Marseille is the first French series from the increasingly international streaming juggernaut, a crime thriller starring Gerard Depardieu as the longtime Mayor of the French port city who is ready to do anything to seal his legacy. Critics have compared the show to a Gallic CSI, with a little nudity and cable-level language, and the reviews have not been particularly good.
Hollywood Reporter TV critic Tim Goodman observes that “it’s an entirely French production, with French actors speaking their native language and various France-specific nods, plus some gorgeous aerial shots of the city from directors Florent Siri and Thomas Gilou (who created the project along with Dan Franck), but what your eyes actually see, were you to turn off the sound, is a drama series that looks splashy and American and as predictable as any of our midlevel fare.”
8 episodes, in French with subtitles.
Pay-Per-View / Video-On-Demand
Star Wars: The Force Awakens recreates the innocence and energy of the original Star Wars for a new generation. It’s a blast of nostalgia for adults and an inclusive space opera adventure for kids, with Daisy Ridley and John Boyega as the new generation of plucky young heroes and Harrison Ford, Carrie Fisher, and Mark Hamill reprising their old roles as the older and wiser veterans. PG-13. Reviewed on Stream On Demand here.
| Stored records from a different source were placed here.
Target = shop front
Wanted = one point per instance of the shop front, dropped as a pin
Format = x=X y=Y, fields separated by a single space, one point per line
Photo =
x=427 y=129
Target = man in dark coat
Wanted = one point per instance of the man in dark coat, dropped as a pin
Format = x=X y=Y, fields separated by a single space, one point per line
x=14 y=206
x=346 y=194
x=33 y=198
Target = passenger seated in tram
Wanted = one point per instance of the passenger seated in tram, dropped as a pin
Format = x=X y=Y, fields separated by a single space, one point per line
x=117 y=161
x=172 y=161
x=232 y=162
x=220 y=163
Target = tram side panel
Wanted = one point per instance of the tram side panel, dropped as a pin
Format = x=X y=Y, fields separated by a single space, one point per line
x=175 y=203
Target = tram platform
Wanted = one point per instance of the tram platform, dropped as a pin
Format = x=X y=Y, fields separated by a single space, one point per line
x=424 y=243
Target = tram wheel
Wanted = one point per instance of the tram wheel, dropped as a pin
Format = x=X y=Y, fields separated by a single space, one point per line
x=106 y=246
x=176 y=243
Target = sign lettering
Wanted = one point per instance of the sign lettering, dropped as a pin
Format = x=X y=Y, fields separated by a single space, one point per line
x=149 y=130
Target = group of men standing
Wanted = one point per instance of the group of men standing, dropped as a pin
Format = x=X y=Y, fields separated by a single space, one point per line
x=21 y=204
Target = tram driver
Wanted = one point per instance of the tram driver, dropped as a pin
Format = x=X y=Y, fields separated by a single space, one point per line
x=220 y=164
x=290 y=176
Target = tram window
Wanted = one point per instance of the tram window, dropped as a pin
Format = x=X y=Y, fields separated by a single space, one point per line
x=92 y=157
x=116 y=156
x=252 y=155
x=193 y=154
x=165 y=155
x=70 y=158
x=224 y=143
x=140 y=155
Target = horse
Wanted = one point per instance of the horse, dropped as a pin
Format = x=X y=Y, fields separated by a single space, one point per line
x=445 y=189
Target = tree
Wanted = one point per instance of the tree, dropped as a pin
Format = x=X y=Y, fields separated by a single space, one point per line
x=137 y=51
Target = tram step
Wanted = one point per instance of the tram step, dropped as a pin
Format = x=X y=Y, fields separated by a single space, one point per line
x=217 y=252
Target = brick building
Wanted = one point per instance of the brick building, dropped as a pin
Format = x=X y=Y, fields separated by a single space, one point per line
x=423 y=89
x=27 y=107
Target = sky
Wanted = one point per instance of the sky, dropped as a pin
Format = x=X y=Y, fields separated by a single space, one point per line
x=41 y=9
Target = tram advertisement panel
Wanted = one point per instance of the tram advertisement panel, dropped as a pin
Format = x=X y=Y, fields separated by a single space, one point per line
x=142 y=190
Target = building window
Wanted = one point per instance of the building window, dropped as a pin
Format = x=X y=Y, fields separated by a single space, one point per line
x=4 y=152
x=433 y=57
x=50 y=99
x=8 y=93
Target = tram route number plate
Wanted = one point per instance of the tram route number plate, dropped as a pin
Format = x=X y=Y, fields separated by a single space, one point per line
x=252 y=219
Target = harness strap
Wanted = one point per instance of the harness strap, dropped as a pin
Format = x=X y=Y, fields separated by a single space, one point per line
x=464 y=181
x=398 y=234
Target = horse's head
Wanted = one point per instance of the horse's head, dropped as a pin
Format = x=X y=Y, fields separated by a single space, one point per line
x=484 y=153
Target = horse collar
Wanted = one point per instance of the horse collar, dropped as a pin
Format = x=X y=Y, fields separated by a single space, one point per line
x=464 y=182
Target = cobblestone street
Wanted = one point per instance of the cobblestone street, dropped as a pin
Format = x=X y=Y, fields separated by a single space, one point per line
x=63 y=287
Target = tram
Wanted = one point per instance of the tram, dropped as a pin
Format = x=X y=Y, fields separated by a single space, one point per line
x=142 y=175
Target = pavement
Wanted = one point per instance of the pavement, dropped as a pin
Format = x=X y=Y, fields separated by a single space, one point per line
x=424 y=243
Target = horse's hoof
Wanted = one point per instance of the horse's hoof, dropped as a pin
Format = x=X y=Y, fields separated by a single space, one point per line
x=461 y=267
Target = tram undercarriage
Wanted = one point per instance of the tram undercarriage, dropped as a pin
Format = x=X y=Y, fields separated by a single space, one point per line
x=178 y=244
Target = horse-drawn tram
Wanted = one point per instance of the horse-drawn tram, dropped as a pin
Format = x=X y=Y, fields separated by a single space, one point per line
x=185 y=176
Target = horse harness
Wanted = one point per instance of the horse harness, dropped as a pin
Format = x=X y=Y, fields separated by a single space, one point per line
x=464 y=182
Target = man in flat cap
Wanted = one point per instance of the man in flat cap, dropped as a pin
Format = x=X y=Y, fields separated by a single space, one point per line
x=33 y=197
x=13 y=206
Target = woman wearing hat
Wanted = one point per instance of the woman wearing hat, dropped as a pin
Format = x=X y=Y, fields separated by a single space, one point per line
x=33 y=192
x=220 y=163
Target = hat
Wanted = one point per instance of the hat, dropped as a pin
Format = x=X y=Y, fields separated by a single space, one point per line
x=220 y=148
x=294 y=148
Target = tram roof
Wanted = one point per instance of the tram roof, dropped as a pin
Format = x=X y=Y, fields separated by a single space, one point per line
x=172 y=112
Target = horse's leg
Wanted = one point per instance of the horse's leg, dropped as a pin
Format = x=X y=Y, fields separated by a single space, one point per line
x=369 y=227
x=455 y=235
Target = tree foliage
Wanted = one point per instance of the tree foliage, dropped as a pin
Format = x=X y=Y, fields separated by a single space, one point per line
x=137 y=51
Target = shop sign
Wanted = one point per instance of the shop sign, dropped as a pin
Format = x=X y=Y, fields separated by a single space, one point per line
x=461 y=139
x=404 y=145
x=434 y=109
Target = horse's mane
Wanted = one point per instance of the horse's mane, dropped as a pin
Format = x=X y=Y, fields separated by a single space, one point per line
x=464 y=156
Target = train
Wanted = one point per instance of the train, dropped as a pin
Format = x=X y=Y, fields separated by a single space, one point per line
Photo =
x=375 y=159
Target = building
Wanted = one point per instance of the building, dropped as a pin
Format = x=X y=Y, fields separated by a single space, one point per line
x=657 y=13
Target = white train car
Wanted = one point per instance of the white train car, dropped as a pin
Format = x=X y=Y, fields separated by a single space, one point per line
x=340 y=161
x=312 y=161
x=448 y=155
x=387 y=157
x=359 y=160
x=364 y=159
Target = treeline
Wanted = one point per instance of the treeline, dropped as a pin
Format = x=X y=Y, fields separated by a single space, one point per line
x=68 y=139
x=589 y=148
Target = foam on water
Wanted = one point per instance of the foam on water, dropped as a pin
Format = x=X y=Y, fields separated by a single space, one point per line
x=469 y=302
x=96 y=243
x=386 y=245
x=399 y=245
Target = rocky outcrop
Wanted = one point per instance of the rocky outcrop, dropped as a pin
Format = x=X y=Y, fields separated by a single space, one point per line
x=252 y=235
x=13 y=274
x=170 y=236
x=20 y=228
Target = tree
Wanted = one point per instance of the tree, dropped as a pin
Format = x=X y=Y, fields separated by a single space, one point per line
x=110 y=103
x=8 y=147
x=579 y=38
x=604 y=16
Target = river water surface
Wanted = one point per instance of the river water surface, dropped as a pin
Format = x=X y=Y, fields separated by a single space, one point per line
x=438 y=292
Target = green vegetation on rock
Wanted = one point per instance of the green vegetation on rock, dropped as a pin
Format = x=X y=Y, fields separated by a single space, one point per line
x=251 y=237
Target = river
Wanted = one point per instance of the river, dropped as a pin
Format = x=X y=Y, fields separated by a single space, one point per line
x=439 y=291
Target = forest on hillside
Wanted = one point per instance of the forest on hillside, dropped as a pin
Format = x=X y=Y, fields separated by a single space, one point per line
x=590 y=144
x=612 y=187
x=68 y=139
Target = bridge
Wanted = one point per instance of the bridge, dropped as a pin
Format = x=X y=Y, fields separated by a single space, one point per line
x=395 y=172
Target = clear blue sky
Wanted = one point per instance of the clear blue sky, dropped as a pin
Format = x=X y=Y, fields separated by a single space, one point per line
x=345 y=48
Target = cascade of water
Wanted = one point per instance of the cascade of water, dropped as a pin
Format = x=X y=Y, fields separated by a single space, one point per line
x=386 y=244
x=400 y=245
Jennifer Lawrence earned an Oscar nomination as Joy, a single mother who overcomes all obstacles (including a dysfunctional family) to become a self-made entrepreneur, in David O. Russell’s drama inspired by the true story of Joy Mangano. Robert De Niro, Édgar Ramírez, and Bradley Cooper co-star. PG-13.
Also new this week: The 5th Wave with Chloe Grace Moretz fighting the alien invasion (PG-13), which failed to launch yet another young adult dystopian franchise, and this season’s Nicholas Sparks romantic drama The Choice (PG-13), plus A Royal Night Out with the British Princesses at the end of World War II (PG-13), the Holocaust survivor drama Remember with Christopher Plummer (R), bad babysitter thriller Emelie with Sarah Bolger (not rated), and the foodie culture clash comedy East Side Sushi (PG).
Available same day as select theaters nationwide is The Family Fang, an offbeat drama of performance art, missing persons, and family dysfunction with Nicole Kidman, Jason Bateman, and Christopher Walken (R), plus the drama Mothers and Daughters with Susan Sarandon and Christina Ricci (PG-13) and the documentary Elstree 1976, which revisits the extras and bit players who were on the set of the original Star Wars (not rated).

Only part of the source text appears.